Optimized photoreduction of CO2 exclusively into methanol utilizing liberated reaction space in layered double hydroxides comprising zinc, copper, and gallium

Abstract

Layered double hydroxides (LDHs), typically comprising Zn, Cu, and Ga, photoreduce CO2 into methanol and CO, however, selective methanol synthesis using CO2 and heterogeneous photocatalyst is very rare. In this study, the amount of interlayer water molecules is reduced to 31% of that for as-synthesized LDHs by preheating the LDHs at 423 K in vacuum, and the performance for CO2 photoreduction using 0–0.28 MPa of CO2 and 0–0.56 MPa of H2 was investigated. If the LDHs are preheated in vacuum and never in contact with air prior to the photoreduction tests, methanol was produced exclusively in all experiments of this study. LDHs comprising inlayer Cu sites were more active compared to [Zn3Ga(OH)8]2CO3·mH2O, [Zn3Ga(OH)8]2Cu(OH)4·mH2O, and [Zn3Ga(OH)8]2Pd(OH)4·mH2O LDHs.

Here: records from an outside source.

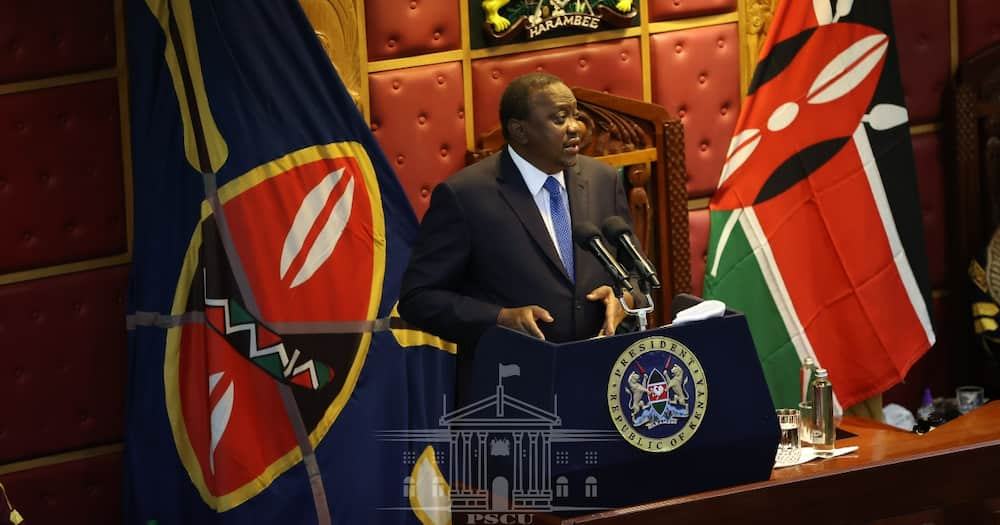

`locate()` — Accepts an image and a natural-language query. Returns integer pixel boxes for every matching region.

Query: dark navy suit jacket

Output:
[399,147,631,348]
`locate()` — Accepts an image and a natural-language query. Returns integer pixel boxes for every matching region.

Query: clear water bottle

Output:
[812,368,837,454]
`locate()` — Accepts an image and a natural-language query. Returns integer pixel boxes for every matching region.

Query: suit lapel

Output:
[497,147,576,281]
[563,162,592,292]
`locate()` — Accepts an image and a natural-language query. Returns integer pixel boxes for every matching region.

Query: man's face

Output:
[515,82,583,174]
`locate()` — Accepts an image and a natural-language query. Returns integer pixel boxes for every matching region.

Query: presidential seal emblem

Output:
[608,336,708,452]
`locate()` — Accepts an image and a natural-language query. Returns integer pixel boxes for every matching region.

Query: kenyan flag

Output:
[704,0,934,407]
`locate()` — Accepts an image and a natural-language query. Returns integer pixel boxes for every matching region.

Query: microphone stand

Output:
[616,279,655,332]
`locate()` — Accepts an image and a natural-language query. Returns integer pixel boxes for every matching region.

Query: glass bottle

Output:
[812,368,837,454]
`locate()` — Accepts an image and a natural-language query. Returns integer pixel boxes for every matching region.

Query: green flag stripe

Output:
[704,210,801,408]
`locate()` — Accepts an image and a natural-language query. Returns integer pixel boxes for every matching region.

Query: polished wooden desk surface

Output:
[771,401,1000,482]
[562,401,1000,525]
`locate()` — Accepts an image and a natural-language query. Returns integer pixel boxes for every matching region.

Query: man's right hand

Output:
[497,305,552,341]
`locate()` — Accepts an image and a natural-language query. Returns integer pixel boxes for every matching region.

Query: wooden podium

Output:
[560,402,1000,525]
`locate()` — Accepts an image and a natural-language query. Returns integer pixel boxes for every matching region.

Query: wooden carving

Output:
[300,0,367,108]
[740,0,778,91]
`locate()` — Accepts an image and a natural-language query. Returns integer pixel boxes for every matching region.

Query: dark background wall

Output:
[0,0,1000,524]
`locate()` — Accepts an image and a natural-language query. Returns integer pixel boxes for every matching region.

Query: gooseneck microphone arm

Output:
[601,215,660,331]
[601,215,660,293]
[573,222,632,299]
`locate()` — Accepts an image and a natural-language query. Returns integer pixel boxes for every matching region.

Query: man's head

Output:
[500,73,583,173]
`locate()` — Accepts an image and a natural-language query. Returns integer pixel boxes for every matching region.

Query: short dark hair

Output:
[500,73,562,141]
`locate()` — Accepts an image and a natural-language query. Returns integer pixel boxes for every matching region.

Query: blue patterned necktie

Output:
[542,177,576,281]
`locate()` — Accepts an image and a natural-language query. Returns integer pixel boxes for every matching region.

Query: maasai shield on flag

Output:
[704,0,934,407]
[125,0,454,525]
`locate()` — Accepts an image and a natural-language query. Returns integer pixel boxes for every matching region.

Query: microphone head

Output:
[573,222,601,249]
[601,215,632,239]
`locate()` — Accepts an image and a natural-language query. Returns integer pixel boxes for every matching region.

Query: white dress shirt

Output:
[507,146,572,257]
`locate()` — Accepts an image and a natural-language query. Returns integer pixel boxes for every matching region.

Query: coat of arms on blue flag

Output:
[126,0,454,524]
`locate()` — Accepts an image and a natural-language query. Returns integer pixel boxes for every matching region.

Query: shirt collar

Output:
[507,145,566,195]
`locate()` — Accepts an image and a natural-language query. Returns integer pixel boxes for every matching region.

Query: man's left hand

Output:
[587,285,631,335]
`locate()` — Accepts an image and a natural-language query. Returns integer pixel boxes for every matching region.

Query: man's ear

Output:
[507,118,528,145]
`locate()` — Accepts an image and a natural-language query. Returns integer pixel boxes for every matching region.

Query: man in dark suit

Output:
[399,73,630,352]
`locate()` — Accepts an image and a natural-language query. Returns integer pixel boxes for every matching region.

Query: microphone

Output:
[573,222,632,291]
[601,215,660,288]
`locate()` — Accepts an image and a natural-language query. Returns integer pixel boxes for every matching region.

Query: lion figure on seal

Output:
[628,371,649,419]
[667,363,687,406]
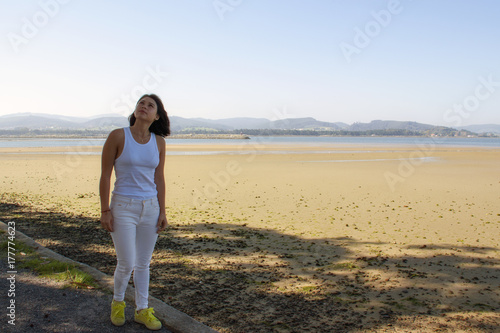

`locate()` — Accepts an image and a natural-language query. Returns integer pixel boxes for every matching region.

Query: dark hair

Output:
[128,94,170,137]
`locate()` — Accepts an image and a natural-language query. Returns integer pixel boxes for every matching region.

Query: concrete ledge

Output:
[0,221,217,333]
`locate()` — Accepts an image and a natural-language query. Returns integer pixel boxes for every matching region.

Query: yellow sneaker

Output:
[111,300,125,326]
[134,308,161,331]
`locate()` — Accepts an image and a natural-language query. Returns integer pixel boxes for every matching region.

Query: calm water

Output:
[0,136,500,155]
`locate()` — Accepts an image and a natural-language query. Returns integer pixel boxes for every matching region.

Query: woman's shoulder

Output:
[155,134,166,149]
[108,128,125,142]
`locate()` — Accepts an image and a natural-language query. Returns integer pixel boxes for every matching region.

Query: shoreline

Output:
[0,144,500,333]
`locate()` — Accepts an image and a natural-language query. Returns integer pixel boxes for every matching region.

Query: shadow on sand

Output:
[0,203,500,332]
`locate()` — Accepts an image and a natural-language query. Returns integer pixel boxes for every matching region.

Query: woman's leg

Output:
[134,199,160,310]
[110,196,141,302]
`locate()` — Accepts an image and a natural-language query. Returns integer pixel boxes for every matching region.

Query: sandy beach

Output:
[0,140,500,333]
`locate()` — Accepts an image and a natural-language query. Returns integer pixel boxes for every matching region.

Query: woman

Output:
[99,95,170,330]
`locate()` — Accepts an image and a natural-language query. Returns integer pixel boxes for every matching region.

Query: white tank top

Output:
[113,127,160,200]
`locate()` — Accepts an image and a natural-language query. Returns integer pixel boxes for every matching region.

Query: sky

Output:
[0,0,500,127]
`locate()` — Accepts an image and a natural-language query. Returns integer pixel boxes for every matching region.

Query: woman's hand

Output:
[101,210,113,232]
[156,213,168,234]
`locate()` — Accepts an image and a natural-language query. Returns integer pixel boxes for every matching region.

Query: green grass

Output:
[0,237,99,288]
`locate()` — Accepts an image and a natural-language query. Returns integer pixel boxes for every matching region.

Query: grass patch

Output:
[301,286,319,293]
[329,262,359,270]
[0,236,99,289]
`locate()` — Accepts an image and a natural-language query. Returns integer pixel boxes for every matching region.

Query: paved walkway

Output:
[0,222,216,333]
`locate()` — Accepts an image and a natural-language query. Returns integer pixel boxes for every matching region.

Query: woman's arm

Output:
[155,135,168,233]
[99,130,123,231]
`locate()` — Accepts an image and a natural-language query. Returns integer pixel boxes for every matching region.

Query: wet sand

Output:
[0,140,500,332]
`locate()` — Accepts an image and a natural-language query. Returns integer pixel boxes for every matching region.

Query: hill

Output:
[0,113,492,136]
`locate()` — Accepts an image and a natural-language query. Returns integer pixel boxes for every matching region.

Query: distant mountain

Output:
[0,113,492,135]
[456,124,500,134]
[0,113,128,130]
[0,113,341,132]
[348,120,436,131]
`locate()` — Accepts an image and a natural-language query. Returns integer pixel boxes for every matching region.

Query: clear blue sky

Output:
[0,0,500,126]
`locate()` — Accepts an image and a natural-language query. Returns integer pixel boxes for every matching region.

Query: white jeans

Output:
[110,194,160,310]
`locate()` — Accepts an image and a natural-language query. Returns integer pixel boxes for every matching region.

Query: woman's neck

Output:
[130,121,150,136]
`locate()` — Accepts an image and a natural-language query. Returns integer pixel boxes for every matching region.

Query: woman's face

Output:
[134,97,159,123]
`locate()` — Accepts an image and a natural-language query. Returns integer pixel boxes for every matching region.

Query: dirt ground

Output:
[0,142,500,333]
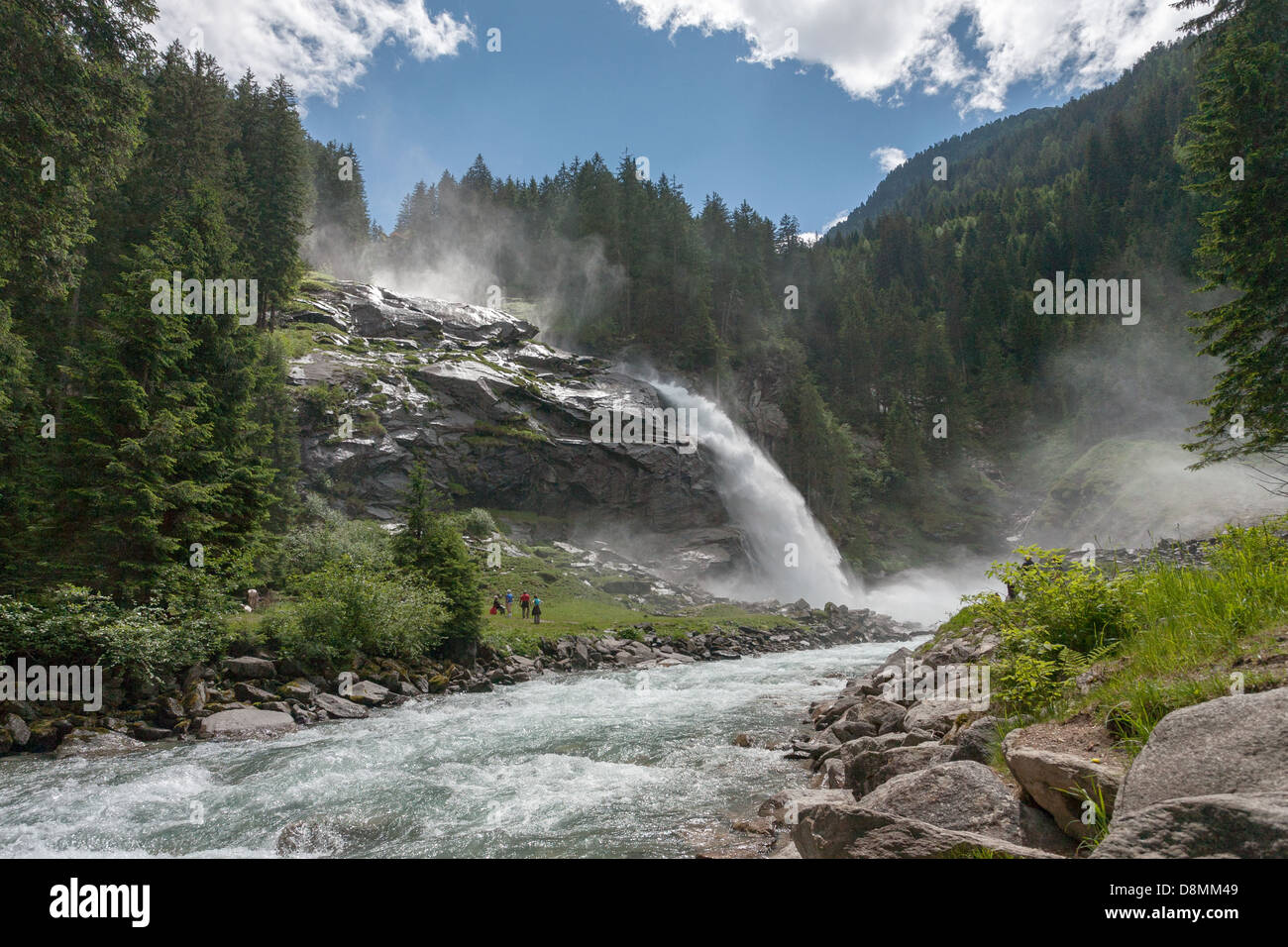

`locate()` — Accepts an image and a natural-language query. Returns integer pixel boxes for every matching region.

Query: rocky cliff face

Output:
[286,277,744,581]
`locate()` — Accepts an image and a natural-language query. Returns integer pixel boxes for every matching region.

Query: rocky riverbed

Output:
[760,623,1288,858]
[0,605,918,759]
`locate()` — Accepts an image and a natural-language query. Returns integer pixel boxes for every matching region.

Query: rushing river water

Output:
[0,643,916,857]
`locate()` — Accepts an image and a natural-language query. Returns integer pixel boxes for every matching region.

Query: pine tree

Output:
[1184,0,1288,466]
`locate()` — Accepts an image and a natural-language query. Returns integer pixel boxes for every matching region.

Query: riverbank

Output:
[0,605,915,759]
[761,523,1288,858]
[0,642,912,871]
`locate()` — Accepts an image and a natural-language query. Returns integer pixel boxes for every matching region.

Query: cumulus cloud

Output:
[617,0,1189,112]
[868,145,909,174]
[151,0,474,104]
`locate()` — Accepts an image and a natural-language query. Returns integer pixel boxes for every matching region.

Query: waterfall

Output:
[649,378,862,608]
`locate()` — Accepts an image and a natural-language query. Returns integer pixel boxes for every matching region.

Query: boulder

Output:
[313,693,370,720]
[793,802,1056,858]
[846,743,953,796]
[343,681,389,707]
[27,717,67,753]
[756,789,854,824]
[0,714,31,749]
[156,697,187,727]
[54,727,143,760]
[197,708,295,738]
[859,760,1074,856]
[953,716,997,763]
[1117,688,1288,814]
[223,655,277,681]
[278,678,318,703]
[1091,792,1288,858]
[183,679,210,716]
[903,698,982,737]
[1002,728,1124,839]
[233,681,277,703]
[832,694,907,742]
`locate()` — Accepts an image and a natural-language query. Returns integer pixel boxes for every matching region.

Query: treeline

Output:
[349,43,1205,558]
[0,13,310,598]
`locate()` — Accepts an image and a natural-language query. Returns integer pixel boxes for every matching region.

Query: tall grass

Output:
[963,517,1288,751]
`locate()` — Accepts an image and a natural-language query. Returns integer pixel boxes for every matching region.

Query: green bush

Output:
[262,561,447,665]
[266,494,393,590]
[447,506,501,539]
[0,585,222,677]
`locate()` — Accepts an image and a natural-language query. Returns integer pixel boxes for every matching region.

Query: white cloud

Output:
[868,145,909,174]
[151,0,474,104]
[617,0,1189,112]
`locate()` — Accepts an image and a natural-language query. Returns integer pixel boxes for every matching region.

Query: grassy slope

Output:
[927,519,1288,754]
[483,511,796,655]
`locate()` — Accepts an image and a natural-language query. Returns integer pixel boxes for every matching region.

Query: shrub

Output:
[261,561,447,664]
[266,494,393,588]
[0,585,220,677]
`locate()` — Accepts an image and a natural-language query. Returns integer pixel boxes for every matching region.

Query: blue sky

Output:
[155,0,1176,231]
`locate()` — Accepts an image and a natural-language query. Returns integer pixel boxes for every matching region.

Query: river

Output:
[0,643,912,857]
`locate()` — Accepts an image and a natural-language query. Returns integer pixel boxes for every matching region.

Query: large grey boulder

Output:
[832,695,907,742]
[313,693,370,720]
[197,708,295,738]
[953,716,997,763]
[1095,688,1288,858]
[1002,729,1124,839]
[846,743,953,796]
[903,698,983,737]
[0,714,31,747]
[224,655,277,681]
[859,760,1074,856]
[54,727,143,760]
[793,802,1056,858]
[1117,688,1288,814]
[1091,792,1288,858]
[340,681,389,707]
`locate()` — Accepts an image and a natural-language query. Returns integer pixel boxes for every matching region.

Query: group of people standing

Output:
[490,588,541,625]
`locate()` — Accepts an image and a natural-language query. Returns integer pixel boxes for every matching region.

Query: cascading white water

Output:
[649,378,862,608]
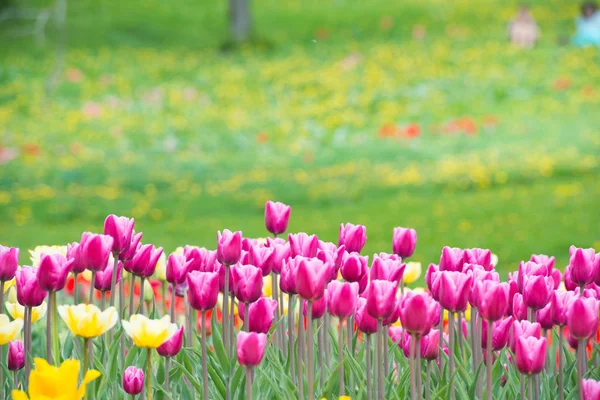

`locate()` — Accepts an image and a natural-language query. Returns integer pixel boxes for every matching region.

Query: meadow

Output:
[0,0,600,278]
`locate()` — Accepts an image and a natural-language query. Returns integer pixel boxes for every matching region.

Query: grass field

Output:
[0,0,600,278]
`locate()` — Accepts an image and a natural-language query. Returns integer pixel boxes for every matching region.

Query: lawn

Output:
[0,0,600,280]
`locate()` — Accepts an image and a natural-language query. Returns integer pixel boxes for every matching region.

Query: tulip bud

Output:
[123,366,144,396]
[265,201,292,235]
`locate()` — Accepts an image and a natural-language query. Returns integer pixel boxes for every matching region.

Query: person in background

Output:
[508,5,540,49]
[573,2,600,47]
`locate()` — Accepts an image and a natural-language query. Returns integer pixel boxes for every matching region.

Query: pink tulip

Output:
[231,264,263,303]
[237,331,267,366]
[265,201,292,235]
[0,246,19,282]
[439,271,473,312]
[8,340,25,371]
[338,223,367,253]
[392,227,417,258]
[156,325,183,357]
[296,258,331,300]
[124,244,163,278]
[187,271,219,311]
[370,255,406,283]
[104,214,135,255]
[367,280,398,320]
[439,246,465,271]
[123,366,144,396]
[523,275,554,310]
[37,253,74,292]
[238,297,277,333]
[481,317,513,351]
[327,281,358,318]
[581,379,600,400]
[567,297,598,340]
[288,232,319,258]
[569,246,596,286]
[515,336,547,375]
[15,266,48,307]
[400,292,437,336]
[340,253,369,282]
[476,281,509,321]
[166,253,192,285]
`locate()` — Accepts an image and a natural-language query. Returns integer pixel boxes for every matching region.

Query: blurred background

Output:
[0,0,600,278]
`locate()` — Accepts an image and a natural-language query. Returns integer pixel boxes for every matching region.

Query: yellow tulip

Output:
[122,314,178,349]
[12,358,100,400]
[58,304,119,339]
[4,301,47,322]
[0,314,23,346]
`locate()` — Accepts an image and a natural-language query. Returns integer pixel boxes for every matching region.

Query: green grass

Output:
[0,0,600,280]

A contour plot for methanol formation rates was drawn for the most active [Zn1.5Cu1.5Ga(OH)8]2CO3·mH2O and the volcano top positioned at 0.12 MPa of CO2 and 0.28 MPa of H2; 2.8 μmol-methanol h−1 gcat−1 and the selectivity was >97 mol%-methanol. 13CH3OH formation in the presence of 13CO2 and [Zn1.5Cu1.5Ga(OH)8]2CO3·mH2O confirmed photocatalytic methanol synthesis. Under 0.12 MPa of CO2 and 0.28 MPa of H2, the intensity of the Cu K preedge peak progressively decreased at the rate of 170 μmol-Cu h−1 gcat−1 upon the UV–visible light irradiation for the [Zn1.5Cu1.5Ga(OH)8]2CO3·mH2O LDH, demonstrating photogenerated electron accumulation at the CuII/I sites for subsequent CO2 reduction.